Отца Тонояна звали Еранос. Но, желая называть его по имени-отчеству во время частых задушевных бесед, Бурденко придумал для него отчество — Иванович. Так же начали называть Тонояна и другие товарищи, и вскоре оно приобрело уже право гражданства.

— Курить не стану, не бойся. Должен прямо сказать, браток: очень тебя уважаю, хороший ты колхозник! В лицо тебе говорю, чтобы ты не обижался, если под сердитую руку я что-нибудь неуважительное невзначай скажу. Ясно? Если вопросов нет, значит ясно. Еще много борща мы с тобой похлебаем, еще много махорки пересыплешь ты мне в кисет! Вот говоришь: потерпи, мол. Да разве мы не терпим? Еще как терпим!

К словам Бурденко прислушивались и другие.

— Я понимаю, что всякий приказ — это закон! — продолжал Бурденко. — Значит, и приказ об отступлении тоже закон! Но сердцу ведь не прикажешь, оно горит. Я и сам понимаю, что надо потерпеть…

— Умный ты у нас, Бурденко! — откликнулся кто-то рядом. — Подтверждаю.
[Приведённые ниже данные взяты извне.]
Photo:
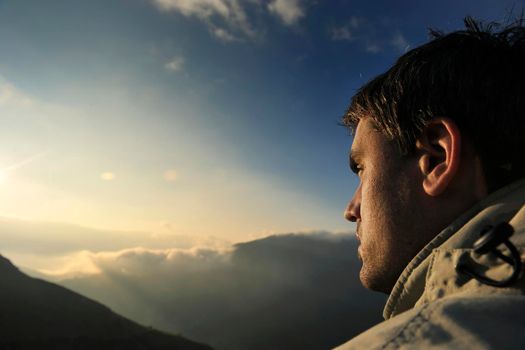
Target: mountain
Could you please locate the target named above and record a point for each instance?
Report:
(35, 314)
(292, 291)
Товарищи по голосу узнали Ираклия.

— Подтверждаю! — повторил он. — Что правда, то правда! Но очень уж ты слушаешься своего сердца, Бурденко. Иногда забываешь приложить ухо и к сердцу товарищей. Или, скажем, к сердцу тех, например, которые написали приказ об отступлении. И им ведь не. легко было! Когда командующий подписывал этот приказ, может быть, дрожали у него руки, может быть, он с трудом удерживал слезы. Да ты и сам это знаешь, только забываешь иногда.

— Нет, не забываю! — возразил Бурденко. — И напрасно ты думаешь обо мне такое, парторг Микаберидзе, очень напрасно! Если б на месте этого генерала был я, может быть, и я в эту ночь написал бы приказ об отступлении. И о чем ты тут споришь, товарищ Микаберидзе, не пойму я тебя. Ну, о чем ты споришь, чего хочешь?

— Хочу, чтоб ты сердце свое пожалел, вот чего я хочу, — серьезно объяснил Ираклий. — В отступлении этом для нас бесчестия нет. Наша дивизия оставила свои позиции по приказу командования, мы выполнили наш долг!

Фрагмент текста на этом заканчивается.